Panasonic’s plan will create a domestic supply chain, therefore reducing the pollution created while mining and transporting the raw materials. It will also ease the U.S. dependence on countries like China for these materials.
Panasonic Energy Chief Technology Officer Shoichiro Watanabe told Nikkei Asia, “We can secure resources that are in danger of depletion and reduce the amount of carbon dioxide emitted from the resource extraction stage to production.”
Panasonic’s partnership with Redwood began in 2019 when the company was tasked with recycling scrap materials from Panasonic’s battery facility in Sparks, Nevada. In November 2022, the companies announced that Redwood would be responsible for extracting nickel, cobalt, and lithium from used batteries, with nickel being the main focus as it accounts for roughly 90% of the cathode material used in Panasonic’s EV batteries.
“Used batteries contain a higher concentration of resources compared to ore and require less energy to smelt,” Watanabe said. “Depending on resource prices, recycled batteries can be cheaper.”
With this plan, Panasonic joins a growing movement among EV battery manufacturers to recycle used battery materials, reports Nikkei Asia.
GEM, a Chinese recycling company, has partnered with Mercedes Benz’s Chinese subsidiary and EV battery manufacturer Contemporary Amperex Technology Co. Ltd. (CATL) to recycle batteries.
In 2026, the European Union plans to implement a system that would record information about the origin of battery materials, as well as how much is recycled and how much carbon pollution is created during production.
The impact of recycling battery materials on pollution will be significant. It’s estimated that the mining of cobalt and lithium alone is responsible for about 3 million tons of carbon pollution a year, reports Earth.org.
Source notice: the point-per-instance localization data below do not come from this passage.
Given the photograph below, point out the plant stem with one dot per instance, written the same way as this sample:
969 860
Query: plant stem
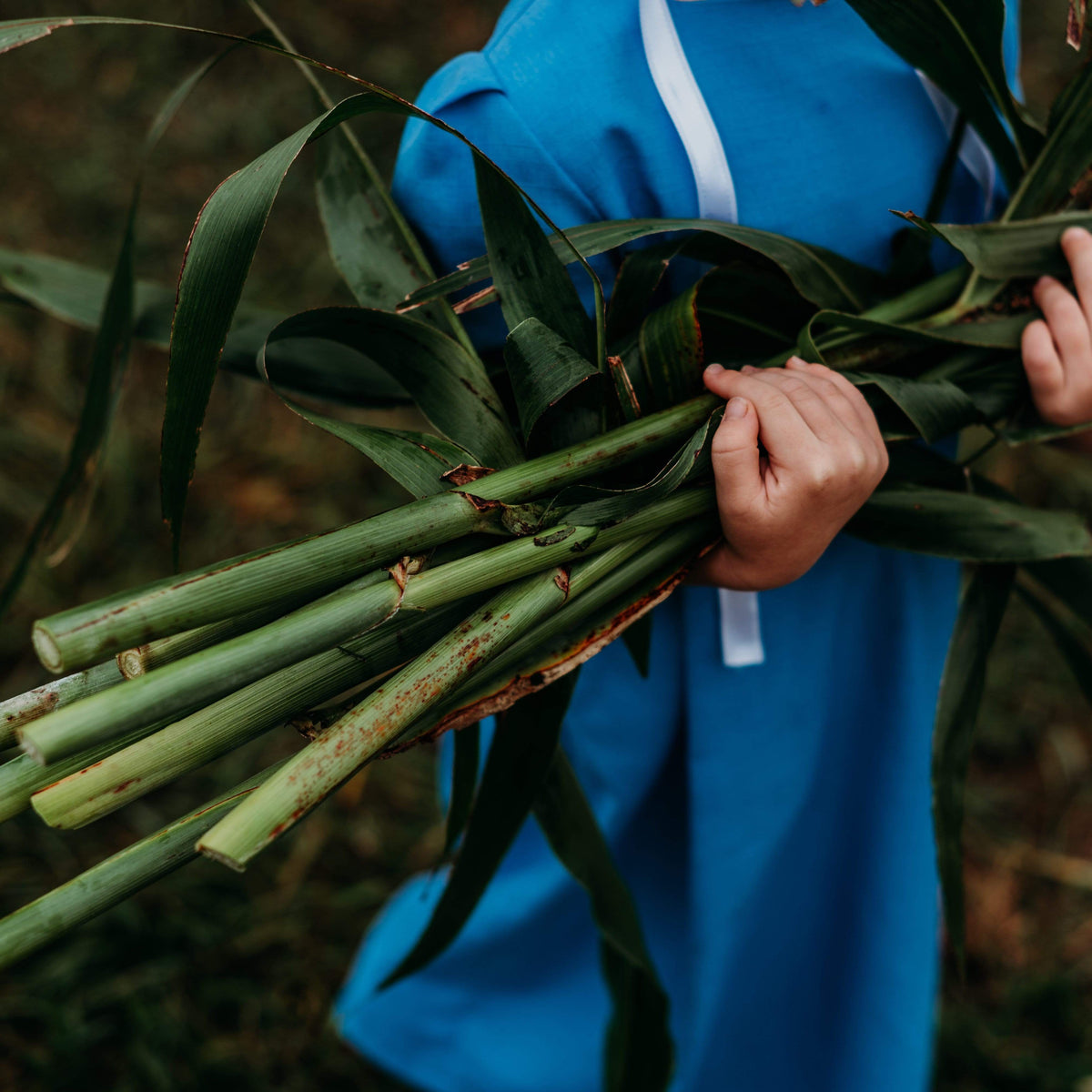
216 672
25 708
115 879
91 793
316 565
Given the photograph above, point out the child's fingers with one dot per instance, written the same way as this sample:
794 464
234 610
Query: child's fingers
860 404
1077 246
1046 375
736 460
1069 328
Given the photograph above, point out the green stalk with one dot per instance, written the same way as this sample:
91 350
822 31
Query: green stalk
167 650
21 776
115 879
211 674
382 716
126 774
315 565
22 709
612 584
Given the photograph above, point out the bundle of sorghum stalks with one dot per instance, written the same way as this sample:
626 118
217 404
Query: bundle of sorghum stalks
562 494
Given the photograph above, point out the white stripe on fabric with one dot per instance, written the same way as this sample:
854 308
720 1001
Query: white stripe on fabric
976 157
741 632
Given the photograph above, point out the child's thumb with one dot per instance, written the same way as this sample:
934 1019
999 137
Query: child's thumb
735 457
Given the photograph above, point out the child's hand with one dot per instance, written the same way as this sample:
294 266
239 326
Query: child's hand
1057 349
824 458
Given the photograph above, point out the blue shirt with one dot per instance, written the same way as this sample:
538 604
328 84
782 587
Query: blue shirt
774 822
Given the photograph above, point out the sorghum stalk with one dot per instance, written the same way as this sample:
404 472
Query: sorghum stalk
211 674
25 708
115 879
91 632
382 716
90 793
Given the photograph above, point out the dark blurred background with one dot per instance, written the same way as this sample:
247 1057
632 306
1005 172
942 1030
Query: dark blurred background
210 980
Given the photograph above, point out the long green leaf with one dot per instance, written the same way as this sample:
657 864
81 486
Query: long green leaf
958 45
544 369
521 754
982 606
1024 248
640 1052
450 387
463 784
969 527
822 277
109 355
531 278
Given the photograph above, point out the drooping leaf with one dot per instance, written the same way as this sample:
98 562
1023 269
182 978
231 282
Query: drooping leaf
1024 248
640 1052
110 352
671 350
982 606
544 369
936 409
463 784
958 45
1065 157
531 278
520 757
592 506
449 386
822 277
967 527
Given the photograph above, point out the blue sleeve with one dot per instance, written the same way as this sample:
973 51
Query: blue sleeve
434 178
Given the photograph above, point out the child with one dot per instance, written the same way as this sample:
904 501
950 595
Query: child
771 817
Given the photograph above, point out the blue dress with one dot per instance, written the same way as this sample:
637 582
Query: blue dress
774 822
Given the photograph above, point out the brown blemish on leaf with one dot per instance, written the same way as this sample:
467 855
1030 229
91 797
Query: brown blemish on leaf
465 473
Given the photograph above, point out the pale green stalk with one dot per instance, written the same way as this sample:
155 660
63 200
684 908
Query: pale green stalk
211 674
115 879
21 776
612 584
25 708
315 565
167 650
128 774
382 716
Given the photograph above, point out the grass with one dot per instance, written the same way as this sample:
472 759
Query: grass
213 981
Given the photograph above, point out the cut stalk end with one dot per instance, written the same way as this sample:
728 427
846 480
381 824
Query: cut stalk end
131 662
47 649
224 857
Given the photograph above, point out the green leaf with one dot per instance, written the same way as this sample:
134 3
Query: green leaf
967 527
463 784
367 247
958 45
591 506
671 350
1073 639
982 606
109 354
529 274
449 386
1065 157
640 1053
935 408
543 369
1069 580
522 752
822 277
1026 248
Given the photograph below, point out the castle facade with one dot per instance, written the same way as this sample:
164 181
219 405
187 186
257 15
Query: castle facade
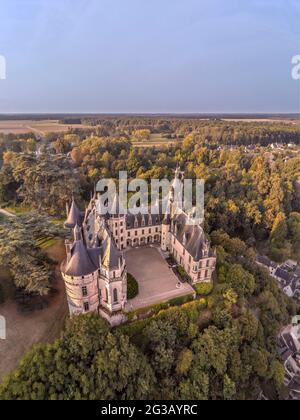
94 270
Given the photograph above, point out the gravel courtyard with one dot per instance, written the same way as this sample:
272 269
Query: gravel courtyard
157 282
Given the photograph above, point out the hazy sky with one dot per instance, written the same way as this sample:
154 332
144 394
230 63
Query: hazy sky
149 55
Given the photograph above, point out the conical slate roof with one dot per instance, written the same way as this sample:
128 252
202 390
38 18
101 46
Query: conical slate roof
80 263
74 217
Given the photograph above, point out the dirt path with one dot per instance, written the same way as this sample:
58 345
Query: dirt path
6 213
25 330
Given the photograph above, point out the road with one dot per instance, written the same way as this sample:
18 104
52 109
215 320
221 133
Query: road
6 213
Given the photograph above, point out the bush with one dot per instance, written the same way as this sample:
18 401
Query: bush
203 289
132 287
184 276
2 295
181 300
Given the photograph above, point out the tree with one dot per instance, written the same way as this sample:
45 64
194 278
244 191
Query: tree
184 362
88 362
229 388
240 280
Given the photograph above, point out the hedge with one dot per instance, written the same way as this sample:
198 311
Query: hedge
203 289
132 287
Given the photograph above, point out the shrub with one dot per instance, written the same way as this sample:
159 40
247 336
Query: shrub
181 300
184 276
2 295
132 287
204 289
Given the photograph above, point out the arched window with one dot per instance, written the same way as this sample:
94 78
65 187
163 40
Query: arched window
115 296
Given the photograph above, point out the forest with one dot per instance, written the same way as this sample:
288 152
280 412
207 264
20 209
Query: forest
222 346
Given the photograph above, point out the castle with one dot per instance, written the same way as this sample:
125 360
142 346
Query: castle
94 270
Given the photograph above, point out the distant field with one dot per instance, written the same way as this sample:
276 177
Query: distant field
155 140
38 127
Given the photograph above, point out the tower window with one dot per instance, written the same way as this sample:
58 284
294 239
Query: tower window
115 296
“Battery manufacturers and recycling companies around the world are racing to develop technology to cheaply extract critical minerals from used batteries,” said Noboru Sato, visiting professor at Nagoya University to Nikkei Asia. Sato added that “it would be a big step toward winning in the EV battery market” if a company was able to make recycled critical minerals 30% cheaper than new minerals.
Panasonic Energy hopes to have the operation running by 2028, per Nikkei Asia.